End-to-end systems have achieved substantial progress across diverse audio applications [
17,
19,
20,
21,
22]. For example, the end-to-end sound source localization (SSL) model in [
17] directly infers sound source azimuth from raw binaural waveforms, validating that end-to-end architectures markedly improve reverberation suppression and noise reduction; its integrated frequency analysis module further delivers state-of-the-art azimuth estimation accuracy, setting a new task benchmark.
Parallel progress has been made in audio synthesis, with end-to-end models that directly map text to raw waveforms [
23,
24]. These works validate end-to-end learning’s ability to align discrete text and continuous audio signals, underscoring this paradigm’s transformative potential for audio processing.
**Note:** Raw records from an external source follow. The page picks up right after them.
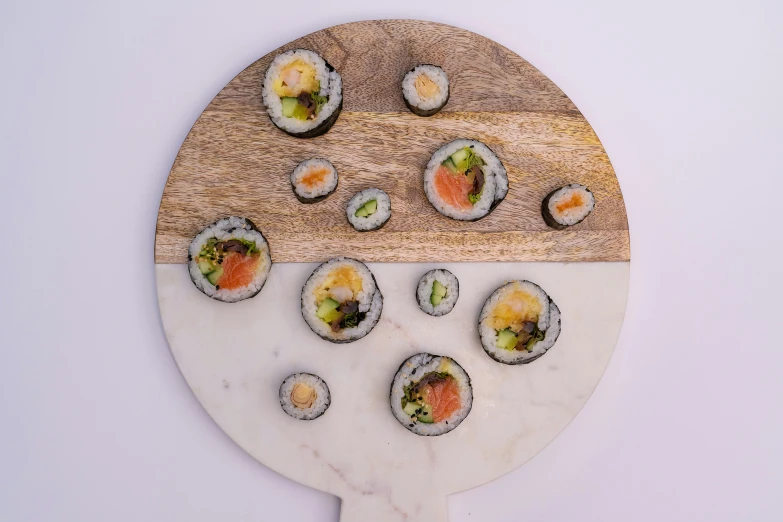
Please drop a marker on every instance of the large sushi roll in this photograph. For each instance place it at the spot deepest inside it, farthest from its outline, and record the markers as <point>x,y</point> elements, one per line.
<point>304,396</point>
<point>518,323</point>
<point>437,292</point>
<point>431,394</point>
<point>425,89</point>
<point>313,180</point>
<point>567,206</point>
<point>341,301</point>
<point>368,210</point>
<point>302,93</point>
<point>465,180</point>
<point>229,260</point>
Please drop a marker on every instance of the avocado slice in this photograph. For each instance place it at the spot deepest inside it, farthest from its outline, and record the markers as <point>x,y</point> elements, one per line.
<point>507,339</point>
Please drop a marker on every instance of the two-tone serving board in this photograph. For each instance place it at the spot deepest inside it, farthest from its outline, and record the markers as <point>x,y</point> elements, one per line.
<point>234,356</point>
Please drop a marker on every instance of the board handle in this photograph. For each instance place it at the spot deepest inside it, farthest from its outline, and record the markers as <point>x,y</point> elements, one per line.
<point>382,508</point>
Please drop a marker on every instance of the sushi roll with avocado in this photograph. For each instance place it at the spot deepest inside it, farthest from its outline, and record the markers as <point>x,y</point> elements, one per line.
<point>437,292</point>
<point>304,396</point>
<point>518,323</point>
<point>431,394</point>
<point>341,301</point>
<point>465,180</point>
<point>229,260</point>
<point>425,89</point>
<point>567,206</point>
<point>368,210</point>
<point>313,180</point>
<point>302,93</point>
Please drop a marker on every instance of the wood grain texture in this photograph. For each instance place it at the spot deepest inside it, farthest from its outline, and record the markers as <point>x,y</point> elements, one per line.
<point>235,162</point>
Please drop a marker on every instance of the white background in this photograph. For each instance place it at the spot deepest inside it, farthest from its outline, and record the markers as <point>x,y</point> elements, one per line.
<point>96,423</point>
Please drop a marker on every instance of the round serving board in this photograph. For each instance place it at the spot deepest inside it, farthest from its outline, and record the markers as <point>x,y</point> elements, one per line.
<point>234,356</point>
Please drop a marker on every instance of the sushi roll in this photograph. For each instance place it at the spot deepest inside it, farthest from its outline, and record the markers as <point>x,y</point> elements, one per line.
<point>425,89</point>
<point>341,302</point>
<point>313,180</point>
<point>229,260</point>
<point>368,210</point>
<point>431,394</point>
<point>465,180</point>
<point>437,292</point>
<point>304,396</point>
<point>518,323</point>
<point>302,93</point>
<point>567,206</point>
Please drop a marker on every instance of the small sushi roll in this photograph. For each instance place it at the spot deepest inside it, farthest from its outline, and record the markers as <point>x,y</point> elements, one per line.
<point>425,89</point>
<point>437,292</point>
<point>341,301</point>
<point>368,210</point>
<point>465,180</point>
<point>302,93</point>
<point>304,396</point>
<point>567,206</point>
<point>431,394</point>
<point>229,260</point>
<point>313,180</point>
<point>518,323</point>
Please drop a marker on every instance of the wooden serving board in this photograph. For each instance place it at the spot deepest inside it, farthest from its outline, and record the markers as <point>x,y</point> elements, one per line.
<point>235,161</point>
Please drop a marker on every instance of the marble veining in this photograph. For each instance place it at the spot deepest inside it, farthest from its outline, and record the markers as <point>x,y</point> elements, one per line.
<point>234,357</point>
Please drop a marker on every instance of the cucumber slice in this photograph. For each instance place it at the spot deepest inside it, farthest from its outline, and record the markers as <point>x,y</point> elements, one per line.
<point>507,339</point>
<point>205,266</point>
<point>213,277</point>
<point>327,309</point>
<point>289,106</point>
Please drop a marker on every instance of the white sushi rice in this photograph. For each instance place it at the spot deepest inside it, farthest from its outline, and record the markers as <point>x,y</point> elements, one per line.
<point>424,292</point>
<point>301,170</point>
<point>322,396</point>
<point>571,216</point>
<point>548,322</point>
<point>438,77</point>
<point>376,220</point>
<point>495,182</point>
<point>411,372</point>
<point>369,298</point>
<point>224,229</point>
<point>330,81</point>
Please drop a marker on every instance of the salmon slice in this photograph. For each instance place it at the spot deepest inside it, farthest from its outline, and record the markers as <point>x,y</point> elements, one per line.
<point>443,396</point>
<point>453,188</point>
<point>238,270</point>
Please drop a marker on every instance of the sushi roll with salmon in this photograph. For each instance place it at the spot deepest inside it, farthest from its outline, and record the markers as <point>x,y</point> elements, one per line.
<point>437,292</point>
<point>465,180</point>
<point>368,210</point>
<point>304,396</point>
<point>229,260</point>
<point>425,89</point>
<point>341,301</point>
<point>313,180</point>
<point>302,93</point>
<point>431,394</point>
<point>518,323</point>
<point>567,206</point>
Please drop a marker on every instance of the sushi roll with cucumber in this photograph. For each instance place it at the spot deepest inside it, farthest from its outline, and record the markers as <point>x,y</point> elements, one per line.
<point>567,206</point>
<point>341,301</point>
<point>518,323</point>
<point>313,180</point>
<point>437,292</point>
<point>368,210</point>
<point>425,89</point>
<point>302,93</point>
<point>229,260</point>
<point>304,396</point>
<point>431,394</point>
<point>465,180</point>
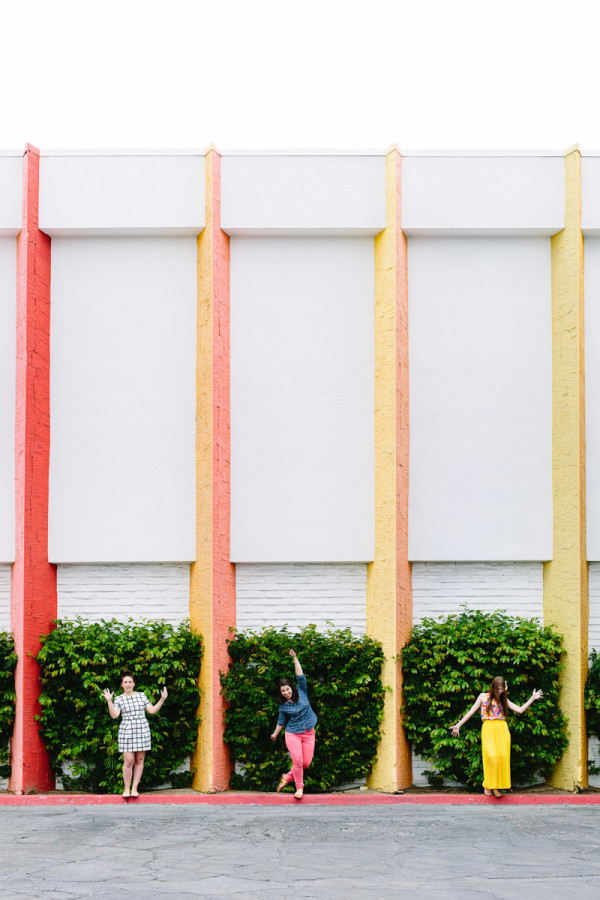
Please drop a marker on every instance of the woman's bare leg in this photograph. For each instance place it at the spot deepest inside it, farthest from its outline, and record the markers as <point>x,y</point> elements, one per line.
<point>138,768</point>
<point>128,761</point>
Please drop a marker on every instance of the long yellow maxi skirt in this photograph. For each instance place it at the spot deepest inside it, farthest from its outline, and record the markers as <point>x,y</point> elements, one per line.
<point>495,749</point>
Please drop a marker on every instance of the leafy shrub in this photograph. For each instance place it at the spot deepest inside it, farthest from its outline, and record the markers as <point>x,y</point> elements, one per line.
<point>592,696</point>
<point>8,664</point>
<point>344,689</point>
<point>78,659</point>
<point>448,662</point>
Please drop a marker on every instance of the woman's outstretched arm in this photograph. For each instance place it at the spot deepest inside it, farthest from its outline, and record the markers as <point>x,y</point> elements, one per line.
<point>297,666</point>
<point>456,728</point>
<point>535,696</point>
<point>154,709</point>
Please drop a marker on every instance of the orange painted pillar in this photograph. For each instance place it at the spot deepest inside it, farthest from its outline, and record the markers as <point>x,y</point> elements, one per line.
<point>33,585</point>
<point>212,582</point>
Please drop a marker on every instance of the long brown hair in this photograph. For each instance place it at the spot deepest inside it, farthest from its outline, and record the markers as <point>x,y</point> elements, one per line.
<point>501,699</point>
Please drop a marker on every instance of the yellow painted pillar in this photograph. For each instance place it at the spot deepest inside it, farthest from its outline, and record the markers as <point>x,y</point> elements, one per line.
<point>389,595</point>
<point>566,576</point>
<point>212,581</point>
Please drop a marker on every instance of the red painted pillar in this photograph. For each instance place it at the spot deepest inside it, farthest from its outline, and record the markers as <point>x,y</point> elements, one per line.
<point>33,588</point>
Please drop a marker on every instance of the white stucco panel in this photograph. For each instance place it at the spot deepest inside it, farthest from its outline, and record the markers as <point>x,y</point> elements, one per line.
<point>114,193</point>
<point>123,404</point>
<point>296,193</point>
<point>8,300</point>
<point>472,193</point>
<point>11,193</point>
<point>302,399</point>
<point>480,399</point>
<point>592,394</point>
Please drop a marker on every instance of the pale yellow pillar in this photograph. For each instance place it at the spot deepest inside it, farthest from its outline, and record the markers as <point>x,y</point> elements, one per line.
<point>566,576</point>
<point>389,595</point>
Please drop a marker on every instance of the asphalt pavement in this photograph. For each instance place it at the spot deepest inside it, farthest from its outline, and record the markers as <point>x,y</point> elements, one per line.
<point>155,852</point>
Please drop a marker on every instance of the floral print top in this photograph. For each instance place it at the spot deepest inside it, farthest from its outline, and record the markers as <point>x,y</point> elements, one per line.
<point>491,710</point>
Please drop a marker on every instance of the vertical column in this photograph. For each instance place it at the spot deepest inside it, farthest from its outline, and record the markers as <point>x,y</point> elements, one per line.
<point>566,576</point>
<point>212,584</point>
<point>389,598</point>
<point>33,589</point>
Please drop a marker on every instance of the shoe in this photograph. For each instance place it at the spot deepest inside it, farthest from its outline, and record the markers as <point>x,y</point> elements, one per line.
<point>282,782</point>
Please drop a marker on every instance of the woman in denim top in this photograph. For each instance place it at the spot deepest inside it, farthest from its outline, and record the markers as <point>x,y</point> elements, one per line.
<point>299,720</point>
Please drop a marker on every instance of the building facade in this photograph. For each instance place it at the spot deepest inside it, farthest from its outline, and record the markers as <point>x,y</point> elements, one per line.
<point>290,388</point>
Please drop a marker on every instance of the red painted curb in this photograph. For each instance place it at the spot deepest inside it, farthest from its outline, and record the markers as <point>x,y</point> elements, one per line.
<point>227,799</point>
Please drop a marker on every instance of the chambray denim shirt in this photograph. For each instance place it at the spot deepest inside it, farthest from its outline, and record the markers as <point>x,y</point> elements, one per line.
<point>297,717</point>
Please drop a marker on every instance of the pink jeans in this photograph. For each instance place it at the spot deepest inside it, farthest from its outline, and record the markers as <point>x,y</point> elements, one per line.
<point>302,748</point>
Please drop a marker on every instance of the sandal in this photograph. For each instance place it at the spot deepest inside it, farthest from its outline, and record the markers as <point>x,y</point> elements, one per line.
<point>282,782</point>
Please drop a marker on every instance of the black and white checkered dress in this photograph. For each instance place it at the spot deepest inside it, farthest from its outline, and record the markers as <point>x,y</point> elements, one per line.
<point>134,731</point>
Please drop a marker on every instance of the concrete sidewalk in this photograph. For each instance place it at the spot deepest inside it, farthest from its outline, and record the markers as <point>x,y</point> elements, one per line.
<point>153,852</point>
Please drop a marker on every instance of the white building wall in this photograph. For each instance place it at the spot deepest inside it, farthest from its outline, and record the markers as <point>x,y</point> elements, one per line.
<point>300,193</point>
<point>443,588</point>
<point>483,193</point>
<point>5,578</point>
<point>8,299</point>
<point>440,589</point>
<point>142,591</point>
<point>121,193</point>
<point>480,399</point>
<point>325,595</point>
<point>592,393</point>
<point>302,387</point>
<point>123,404</point>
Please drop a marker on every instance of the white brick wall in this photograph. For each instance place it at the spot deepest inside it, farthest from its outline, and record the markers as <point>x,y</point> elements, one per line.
<point>123,590</point>
<point>298,594</point>
<point>442,588</point>
<point>5,573</point>
<point>594,624</point>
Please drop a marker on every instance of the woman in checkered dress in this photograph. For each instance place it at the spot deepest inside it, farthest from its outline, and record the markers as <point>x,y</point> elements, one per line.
<point>134,731</point>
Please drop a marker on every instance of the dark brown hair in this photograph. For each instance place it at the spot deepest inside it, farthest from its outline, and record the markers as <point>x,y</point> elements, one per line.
<point>497,682</point>
<point>287,682</point>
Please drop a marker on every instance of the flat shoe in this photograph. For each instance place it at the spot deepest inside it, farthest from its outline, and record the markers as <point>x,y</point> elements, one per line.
<point>282,782</point>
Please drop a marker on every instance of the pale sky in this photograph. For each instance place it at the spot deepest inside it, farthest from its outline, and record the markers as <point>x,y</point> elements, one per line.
<point>274,74</point>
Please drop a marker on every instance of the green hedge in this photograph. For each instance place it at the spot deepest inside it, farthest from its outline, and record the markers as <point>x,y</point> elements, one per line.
<point>78,660</point>
<point>8,664</point>
<point>448,662</point>
<point>344,689</point>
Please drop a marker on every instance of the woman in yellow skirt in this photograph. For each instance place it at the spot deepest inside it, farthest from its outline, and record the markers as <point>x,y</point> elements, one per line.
<point>495,736</point>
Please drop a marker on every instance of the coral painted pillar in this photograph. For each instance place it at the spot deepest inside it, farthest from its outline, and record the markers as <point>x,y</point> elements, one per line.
<point>566,576</point>
<point>389,590</point>
<point>212,586</point>
<point>33,590</point>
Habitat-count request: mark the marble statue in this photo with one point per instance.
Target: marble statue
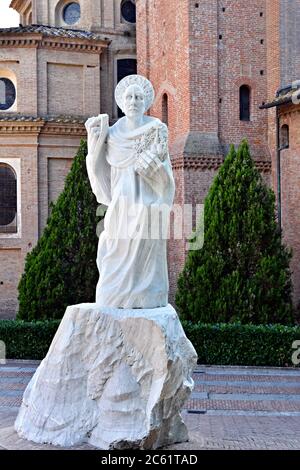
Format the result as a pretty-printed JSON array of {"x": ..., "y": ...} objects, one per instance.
[
  {"x": 129, "y": 166},
  {"x": 119, "y": 371}
]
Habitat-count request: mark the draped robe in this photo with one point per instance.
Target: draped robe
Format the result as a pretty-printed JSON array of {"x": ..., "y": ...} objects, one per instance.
[{"x": 133, "y": 267}]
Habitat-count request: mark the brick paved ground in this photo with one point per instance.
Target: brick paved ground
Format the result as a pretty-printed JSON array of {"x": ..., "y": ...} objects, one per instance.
[{"x": 231, "y": 408}]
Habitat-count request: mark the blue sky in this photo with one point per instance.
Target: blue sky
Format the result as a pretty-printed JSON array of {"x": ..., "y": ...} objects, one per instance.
[{"x": 8, "y": 17}]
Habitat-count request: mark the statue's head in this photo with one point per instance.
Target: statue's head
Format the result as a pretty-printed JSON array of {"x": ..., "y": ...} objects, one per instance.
[
  {"x": 134, "y": 101},
  {"x": 134, "y": 95}
]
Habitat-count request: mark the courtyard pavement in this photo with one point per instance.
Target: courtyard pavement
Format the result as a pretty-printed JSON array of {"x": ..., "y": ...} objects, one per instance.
[{"x": 240, "y": 408}]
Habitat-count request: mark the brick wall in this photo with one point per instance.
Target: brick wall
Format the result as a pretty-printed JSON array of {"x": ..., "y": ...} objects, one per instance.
[
  {"x": 290, "y": 184},
  {"x": 199, "y": 55}
]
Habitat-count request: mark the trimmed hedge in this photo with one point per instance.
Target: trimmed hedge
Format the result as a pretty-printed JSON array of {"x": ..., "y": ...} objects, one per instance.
[
  {"x": 224, "y": 344},
  {"x": 244, "y": 345},
  {"x": 27, "y": 340}
]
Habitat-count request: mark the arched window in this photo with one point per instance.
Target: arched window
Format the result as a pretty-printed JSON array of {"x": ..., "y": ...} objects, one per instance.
[
  {"x": 245, "y": 103},
  {"x": 285, "y": 137},
  {"x": 71, "y": 13},
  {"x": 128, "y": 11},
  {"x": 7, "y": 93},
  {"x": 165, "y": 109},
  {"x": 8, "y": 199},
  {"x": 125, "y": 67}
]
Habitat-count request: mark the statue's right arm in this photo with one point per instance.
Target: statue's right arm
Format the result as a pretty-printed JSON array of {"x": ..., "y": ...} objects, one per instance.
[{"x": 99, "y": 171}]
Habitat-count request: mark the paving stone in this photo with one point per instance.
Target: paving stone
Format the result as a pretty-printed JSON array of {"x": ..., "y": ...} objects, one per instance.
[{"x": 238, "y": 412}]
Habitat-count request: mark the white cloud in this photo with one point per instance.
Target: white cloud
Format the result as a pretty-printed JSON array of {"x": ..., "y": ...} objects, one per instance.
[{"x": 8, "y": 16}]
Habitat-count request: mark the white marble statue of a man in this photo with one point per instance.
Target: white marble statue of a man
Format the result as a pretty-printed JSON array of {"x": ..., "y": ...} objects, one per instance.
[{"x": 130, "y": 171}]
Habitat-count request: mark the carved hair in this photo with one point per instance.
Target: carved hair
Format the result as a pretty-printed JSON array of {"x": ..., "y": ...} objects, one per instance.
[{"x": 139, "y": 80}]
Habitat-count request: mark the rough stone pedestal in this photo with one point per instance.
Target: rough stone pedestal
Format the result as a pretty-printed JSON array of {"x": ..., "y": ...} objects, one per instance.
[{"x": 114, "y": 378}]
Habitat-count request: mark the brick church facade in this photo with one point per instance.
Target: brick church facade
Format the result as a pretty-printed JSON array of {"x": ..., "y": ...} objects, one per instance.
[{"x": 215, "y": 65}]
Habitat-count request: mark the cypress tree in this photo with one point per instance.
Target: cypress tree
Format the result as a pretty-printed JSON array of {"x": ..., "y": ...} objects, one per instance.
[
  {"x": 242, "y": 272},
  {"x": 61, "y": 270}
]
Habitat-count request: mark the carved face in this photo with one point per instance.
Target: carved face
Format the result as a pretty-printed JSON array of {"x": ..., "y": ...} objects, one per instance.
[{"x": 134, "y": 101}]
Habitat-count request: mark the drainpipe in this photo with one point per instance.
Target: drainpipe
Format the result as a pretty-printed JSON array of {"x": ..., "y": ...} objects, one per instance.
[{"x": 278, "y": 152}]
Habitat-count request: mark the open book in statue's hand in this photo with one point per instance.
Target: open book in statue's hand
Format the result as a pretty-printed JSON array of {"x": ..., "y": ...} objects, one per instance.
[{"x": 151, "y": 151}]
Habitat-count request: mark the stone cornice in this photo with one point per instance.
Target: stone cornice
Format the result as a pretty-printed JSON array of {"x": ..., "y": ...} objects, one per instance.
[
  {"x": 42, "y": 126},
  {"x": 55, "y": 128},
  {"x": 210, "y": 162},
  {"x": 20, "y": 127},
  {"x": 42, "y": 42}
]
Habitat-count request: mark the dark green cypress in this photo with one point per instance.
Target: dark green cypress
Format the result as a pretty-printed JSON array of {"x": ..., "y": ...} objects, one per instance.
[
  {"x": 61, "y": 270},
  {"x": 242, "y": 272}
]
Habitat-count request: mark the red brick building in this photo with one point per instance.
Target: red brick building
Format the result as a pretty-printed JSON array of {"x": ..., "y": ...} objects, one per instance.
[{"x": 213, "y": 63}]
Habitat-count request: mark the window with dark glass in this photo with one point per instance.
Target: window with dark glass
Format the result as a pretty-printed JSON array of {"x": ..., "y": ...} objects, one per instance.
[
  {"x": 128, "y": 11},
  {"x": 165, "y": 109},
  {"x": 125, "y": 67},
  {"x": 8, "y": 199},
  {"x": 7, "y": 94},
  {"x": 245, "y": 103},
  {"x": 285, "y": 137},
  {"x": 71, "y": 13}
]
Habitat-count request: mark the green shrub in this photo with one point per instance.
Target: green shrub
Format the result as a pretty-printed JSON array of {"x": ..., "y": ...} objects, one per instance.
[
  {"x": 244, "y": 345},
  {"x": 232, "y": 344},
  {"x": 242, "y": 272},
  {"x": 61, "y": 270},
  {"x": 26, "y": 340}
]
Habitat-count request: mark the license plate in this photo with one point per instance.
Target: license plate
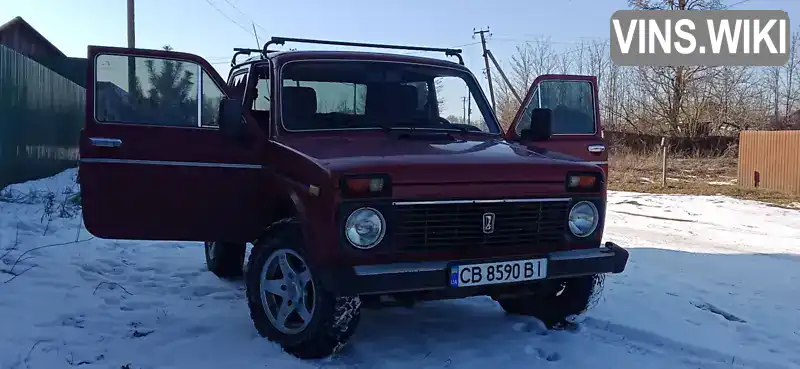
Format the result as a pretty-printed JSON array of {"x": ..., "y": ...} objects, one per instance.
[{"x": 498, "y": 272}]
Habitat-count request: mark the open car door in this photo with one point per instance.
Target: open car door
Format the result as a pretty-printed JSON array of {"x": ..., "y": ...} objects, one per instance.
[
  {"x": 577, "y": 133},
  {"x": 153, "y": 162}
]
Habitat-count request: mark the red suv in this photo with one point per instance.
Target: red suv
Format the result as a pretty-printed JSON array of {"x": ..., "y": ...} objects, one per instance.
[{"x": 359, "y": 178}]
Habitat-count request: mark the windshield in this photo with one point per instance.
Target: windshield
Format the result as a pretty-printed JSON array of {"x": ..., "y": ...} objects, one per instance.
[{"x": 325, "y": 95}]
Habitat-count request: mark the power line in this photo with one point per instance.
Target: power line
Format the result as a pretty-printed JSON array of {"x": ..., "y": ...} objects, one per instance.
[
  {"x": 227, "y": 17},
  {"x": 245, "y": 15}
]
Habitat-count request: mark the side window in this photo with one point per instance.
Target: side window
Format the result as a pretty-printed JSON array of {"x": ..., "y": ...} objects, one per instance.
[
  {"x": 237, "y": 84},
  {"x": 261, "y": 100},
  {"x": 457, "y": 104},
  {"x": 335, "y": 97},
  {"x": 154, "y": 91},
  {"x": 212, "y": 96},
  {"x": 572, "y": 103}
]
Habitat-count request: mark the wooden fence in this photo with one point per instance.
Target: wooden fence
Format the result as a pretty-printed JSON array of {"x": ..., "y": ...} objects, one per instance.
[
  {"x": 770, "y": 160},
  {"x": 41, "y": 115}
]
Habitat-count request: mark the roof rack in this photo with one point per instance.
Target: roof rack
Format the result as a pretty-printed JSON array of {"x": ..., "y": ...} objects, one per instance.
[
  {"x": 283, "y": 40},
  {"x": 245, "y": 51}
]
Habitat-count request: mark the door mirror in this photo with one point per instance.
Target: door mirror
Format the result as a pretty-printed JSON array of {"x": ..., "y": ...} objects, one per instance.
[
  {"x": 231, "y": 121},
  {"x": 541, "y": 127}
]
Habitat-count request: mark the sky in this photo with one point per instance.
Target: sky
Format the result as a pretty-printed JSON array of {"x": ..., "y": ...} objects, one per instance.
[{"x": 212, "y": 28}]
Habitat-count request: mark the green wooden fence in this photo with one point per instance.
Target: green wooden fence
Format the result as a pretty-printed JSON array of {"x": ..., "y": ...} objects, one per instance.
[{"x": 41, "y": 115}]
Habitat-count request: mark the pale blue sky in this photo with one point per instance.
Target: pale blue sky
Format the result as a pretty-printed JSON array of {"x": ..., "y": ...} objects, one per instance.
[{"x": 195, "y": 26}]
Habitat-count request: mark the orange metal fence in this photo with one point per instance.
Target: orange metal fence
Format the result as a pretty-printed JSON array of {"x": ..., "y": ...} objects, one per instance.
[{"x": 770, "y": 160}]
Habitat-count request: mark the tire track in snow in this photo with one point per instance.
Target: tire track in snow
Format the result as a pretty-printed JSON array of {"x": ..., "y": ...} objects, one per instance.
[{"x": 649, "y": 343}]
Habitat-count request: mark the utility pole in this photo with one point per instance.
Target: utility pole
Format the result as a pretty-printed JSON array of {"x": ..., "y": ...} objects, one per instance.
[
  {"x": 464, "y": 106},
  {"x": 486, "y": 61},
  {"x": 131, "y": 33}
]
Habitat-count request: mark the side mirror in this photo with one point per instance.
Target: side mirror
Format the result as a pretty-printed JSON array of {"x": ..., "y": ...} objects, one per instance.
[
  {"x": 231, "y": 121},
  {"x": 541, "y": 127}
]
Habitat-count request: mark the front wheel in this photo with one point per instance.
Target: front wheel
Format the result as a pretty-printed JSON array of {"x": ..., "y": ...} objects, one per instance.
[
  {"x": 290, "y": 305},
  {"x": 572, "y": 296}
]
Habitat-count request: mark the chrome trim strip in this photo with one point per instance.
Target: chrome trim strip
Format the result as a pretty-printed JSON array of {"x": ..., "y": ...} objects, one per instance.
[
  {"x": 441, "y": 266},
  {"x": 495, "y": 201},
  {"x": 596, "y": 148},
  {"x": 199, "y": 85},
  {"x": 602, "y": 252},
  {"x": 172, "y": 163},
  {"x": 398, "y": 268}
]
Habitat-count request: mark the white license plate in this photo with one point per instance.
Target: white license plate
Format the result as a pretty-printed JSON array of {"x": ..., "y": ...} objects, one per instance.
[{"x": 498, "y": 272}]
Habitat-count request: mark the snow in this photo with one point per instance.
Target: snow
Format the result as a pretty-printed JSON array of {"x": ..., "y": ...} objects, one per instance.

Although existing deep learning-based sound source localization methods have made substantial progress, they still face the following key challenges in practical applications:
1. Insufficient robustness against interference in complex acoustic environments: background noise, reverberation, and non-stationary interference can severely disrupt the spatial characteristics of the sound field, making it difficult for conventional neural networks to stably extract reliable azimuth information.
2. Inadequate fusion of spatial and spectral features: many methods process spectral and spatial features separately, neglecting the high-order interactions between them, which limits localization accuracy under low signal-to-noise ratio (SNR) conditions.
3. Weak adaptability of network structures to critical frequency bands: different frequency bands contribute differently to source localization, and existing methods lack effective channel attention mechanisms to dynamically enhance informative frequency bands while suppressing interfering ones.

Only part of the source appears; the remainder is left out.